Six of seven key markers for Indigenous disadvantage, from employment to child mortality, have stalled according to the latest Closing the Gap report.
The only one on track is the number of Indigenous students finishing year 12.
Wonnarua Nation Aboriginal Corporation CEO Laurie Perry said the national approach was struggling because local organisations were facing bureaucratic and funding quagmires.
“You can’t close the national gap, it’s just too big,” Mr Perry said.
“To me [the solutions] have to be state, or regionally based.”
Mr Perry said each region was unique, and the Hunter needed a tailor-made plan based on local expertise.
You can’t close the national gap, it’s just too big.Laurie Perry
“Local corporations are making progress,” he said.
“The top 500 organisations on [Office of the Registrar of Indigenous Corporations] are doing better than the national gap.
“There’s a lot of entrepreneurial stuff, there are people who want to invest in the land and the land councils.
“But government isn’t listening to the community, they’re listening to other government departments.”
Responding to the report in Federal Parliament last week, Member for Paterson, Meryl Swanson, outlined some of the challenges facing the Hunter’s Indigenous population.
“Aboriginal disadvantage is as great as anywhere [in my electorate],” she said.
The median age of Indigenous people in Maitland, 19 according to a report prepared by Maitland City Council in 2013.
In comparison, the median age of non-Indigenous people is 36.

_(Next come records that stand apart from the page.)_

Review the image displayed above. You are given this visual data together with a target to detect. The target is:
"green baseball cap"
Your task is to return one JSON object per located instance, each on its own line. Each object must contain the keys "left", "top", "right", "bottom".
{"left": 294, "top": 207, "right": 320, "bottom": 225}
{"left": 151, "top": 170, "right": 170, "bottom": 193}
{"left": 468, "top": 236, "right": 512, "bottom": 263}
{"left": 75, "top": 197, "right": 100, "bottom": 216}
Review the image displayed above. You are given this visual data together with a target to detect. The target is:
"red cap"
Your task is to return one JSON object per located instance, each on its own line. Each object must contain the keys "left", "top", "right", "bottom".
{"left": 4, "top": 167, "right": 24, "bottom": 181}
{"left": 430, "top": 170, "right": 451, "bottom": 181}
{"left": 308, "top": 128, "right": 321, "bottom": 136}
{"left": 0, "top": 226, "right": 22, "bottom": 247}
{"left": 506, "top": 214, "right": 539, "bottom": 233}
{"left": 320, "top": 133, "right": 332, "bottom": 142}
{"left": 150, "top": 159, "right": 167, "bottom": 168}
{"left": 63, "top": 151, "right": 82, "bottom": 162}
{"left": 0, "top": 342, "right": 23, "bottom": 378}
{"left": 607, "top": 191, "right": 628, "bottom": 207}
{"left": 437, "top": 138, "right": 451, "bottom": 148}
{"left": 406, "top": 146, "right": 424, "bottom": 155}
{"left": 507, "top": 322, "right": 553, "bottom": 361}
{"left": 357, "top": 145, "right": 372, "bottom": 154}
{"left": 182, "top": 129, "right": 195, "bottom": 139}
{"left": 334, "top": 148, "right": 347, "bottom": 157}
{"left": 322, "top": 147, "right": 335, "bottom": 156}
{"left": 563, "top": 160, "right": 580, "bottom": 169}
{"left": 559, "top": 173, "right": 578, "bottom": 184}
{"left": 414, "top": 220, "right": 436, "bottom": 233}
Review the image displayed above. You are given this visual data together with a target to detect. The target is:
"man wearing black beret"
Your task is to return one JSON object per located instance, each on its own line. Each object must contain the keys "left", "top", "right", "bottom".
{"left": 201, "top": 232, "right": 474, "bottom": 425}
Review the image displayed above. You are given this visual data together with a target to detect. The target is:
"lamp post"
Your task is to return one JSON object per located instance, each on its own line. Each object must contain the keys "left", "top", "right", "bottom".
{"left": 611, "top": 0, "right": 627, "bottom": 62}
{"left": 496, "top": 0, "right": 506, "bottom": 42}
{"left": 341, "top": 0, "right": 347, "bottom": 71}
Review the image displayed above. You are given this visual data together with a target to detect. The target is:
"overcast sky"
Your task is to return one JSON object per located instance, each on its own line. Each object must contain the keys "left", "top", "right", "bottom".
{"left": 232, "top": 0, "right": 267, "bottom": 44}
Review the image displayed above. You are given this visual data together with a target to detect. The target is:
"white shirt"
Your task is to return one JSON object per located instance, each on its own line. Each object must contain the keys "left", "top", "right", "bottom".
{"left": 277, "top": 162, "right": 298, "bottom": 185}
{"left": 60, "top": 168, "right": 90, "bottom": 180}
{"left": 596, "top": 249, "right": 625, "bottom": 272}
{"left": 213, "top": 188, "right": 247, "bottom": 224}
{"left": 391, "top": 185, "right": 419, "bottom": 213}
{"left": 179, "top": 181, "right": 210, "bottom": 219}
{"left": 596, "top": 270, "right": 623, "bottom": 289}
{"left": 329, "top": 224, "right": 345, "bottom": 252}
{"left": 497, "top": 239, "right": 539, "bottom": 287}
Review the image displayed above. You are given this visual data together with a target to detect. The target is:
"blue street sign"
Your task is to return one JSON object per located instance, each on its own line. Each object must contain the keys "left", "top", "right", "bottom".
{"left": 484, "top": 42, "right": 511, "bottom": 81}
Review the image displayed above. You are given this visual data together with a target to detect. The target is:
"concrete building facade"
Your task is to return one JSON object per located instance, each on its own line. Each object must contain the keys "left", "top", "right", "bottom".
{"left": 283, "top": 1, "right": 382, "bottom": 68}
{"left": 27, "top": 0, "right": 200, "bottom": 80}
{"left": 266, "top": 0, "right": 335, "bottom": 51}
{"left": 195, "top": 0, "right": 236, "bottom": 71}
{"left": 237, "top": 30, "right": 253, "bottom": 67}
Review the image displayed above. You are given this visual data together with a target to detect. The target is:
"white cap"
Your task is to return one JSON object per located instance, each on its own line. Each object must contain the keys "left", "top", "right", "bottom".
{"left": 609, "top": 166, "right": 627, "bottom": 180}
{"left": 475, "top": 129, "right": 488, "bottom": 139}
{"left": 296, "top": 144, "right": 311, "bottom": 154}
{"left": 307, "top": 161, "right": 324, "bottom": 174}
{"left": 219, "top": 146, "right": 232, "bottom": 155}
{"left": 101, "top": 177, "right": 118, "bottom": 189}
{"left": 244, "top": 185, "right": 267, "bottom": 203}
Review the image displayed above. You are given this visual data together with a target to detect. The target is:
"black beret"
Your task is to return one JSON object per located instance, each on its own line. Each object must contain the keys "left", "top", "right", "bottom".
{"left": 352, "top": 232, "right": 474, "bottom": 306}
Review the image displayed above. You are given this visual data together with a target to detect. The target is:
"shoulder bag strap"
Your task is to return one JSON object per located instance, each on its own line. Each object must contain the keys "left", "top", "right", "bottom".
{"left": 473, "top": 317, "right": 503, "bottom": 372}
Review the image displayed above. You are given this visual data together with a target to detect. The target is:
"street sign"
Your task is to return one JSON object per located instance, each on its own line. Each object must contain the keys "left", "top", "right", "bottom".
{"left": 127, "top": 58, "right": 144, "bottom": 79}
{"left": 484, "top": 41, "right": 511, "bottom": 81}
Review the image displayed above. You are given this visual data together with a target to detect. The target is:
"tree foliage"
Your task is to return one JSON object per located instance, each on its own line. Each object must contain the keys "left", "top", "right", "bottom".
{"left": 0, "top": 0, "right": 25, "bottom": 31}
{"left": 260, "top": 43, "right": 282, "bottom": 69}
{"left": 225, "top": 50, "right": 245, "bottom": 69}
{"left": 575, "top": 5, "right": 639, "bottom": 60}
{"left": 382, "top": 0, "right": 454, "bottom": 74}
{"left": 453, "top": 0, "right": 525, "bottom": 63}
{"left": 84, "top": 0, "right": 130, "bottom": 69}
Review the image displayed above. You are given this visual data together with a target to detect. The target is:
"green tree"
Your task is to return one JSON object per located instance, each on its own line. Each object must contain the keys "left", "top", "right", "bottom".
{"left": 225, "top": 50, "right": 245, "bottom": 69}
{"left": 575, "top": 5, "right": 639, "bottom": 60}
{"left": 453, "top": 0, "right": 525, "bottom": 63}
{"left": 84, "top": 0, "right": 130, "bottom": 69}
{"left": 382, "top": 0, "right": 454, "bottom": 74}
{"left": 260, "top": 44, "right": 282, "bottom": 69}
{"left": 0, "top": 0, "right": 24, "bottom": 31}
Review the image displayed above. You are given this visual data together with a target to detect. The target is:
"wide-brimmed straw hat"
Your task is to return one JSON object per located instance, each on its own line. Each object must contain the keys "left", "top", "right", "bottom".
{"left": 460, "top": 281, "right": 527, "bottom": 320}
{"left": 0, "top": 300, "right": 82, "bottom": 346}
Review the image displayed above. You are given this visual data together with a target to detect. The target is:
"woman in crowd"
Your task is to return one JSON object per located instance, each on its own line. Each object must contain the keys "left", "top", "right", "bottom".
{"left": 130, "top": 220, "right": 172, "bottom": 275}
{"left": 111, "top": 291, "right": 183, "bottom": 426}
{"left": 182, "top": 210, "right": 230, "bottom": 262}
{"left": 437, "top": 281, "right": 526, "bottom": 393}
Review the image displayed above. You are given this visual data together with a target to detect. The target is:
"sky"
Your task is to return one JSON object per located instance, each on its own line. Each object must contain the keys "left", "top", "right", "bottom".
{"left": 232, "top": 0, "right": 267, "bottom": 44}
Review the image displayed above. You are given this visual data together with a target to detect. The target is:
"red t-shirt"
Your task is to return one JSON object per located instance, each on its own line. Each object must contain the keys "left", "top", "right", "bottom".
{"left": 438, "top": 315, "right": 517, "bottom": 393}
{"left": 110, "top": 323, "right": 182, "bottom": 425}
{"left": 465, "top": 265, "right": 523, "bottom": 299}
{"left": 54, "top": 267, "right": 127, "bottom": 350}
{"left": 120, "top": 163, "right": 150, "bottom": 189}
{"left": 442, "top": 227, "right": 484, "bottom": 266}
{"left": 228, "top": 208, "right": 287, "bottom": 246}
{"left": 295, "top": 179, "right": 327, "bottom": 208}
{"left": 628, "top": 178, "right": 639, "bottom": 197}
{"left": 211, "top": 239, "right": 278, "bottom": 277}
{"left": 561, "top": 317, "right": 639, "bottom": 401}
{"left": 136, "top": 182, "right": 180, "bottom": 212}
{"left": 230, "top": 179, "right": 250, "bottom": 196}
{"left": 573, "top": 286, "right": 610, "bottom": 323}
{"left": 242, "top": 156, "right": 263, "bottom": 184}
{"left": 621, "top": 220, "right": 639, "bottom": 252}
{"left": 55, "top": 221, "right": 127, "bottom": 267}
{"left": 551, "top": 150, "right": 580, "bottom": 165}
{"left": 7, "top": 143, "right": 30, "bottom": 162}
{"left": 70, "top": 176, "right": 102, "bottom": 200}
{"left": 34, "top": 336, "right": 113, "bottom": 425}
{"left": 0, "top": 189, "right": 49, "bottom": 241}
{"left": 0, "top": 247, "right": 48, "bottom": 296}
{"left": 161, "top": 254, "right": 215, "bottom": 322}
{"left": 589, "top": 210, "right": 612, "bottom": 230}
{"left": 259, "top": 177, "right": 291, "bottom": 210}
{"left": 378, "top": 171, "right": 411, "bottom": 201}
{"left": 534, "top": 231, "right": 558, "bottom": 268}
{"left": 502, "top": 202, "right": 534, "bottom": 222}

“It means that more than half of Aboriginal and Torres Strait Islander people in Maitland are under 19,” Ms Swanson said.
“And only six per cent are over 60.”
“Non-Indigenous Australians are living well into their nineties [but] we have very few Indigenous Australians living anywhere near that age and a tiny percentage living over 60.
“These sound like statistics just rolling off a page, but they are people. They are our first people.”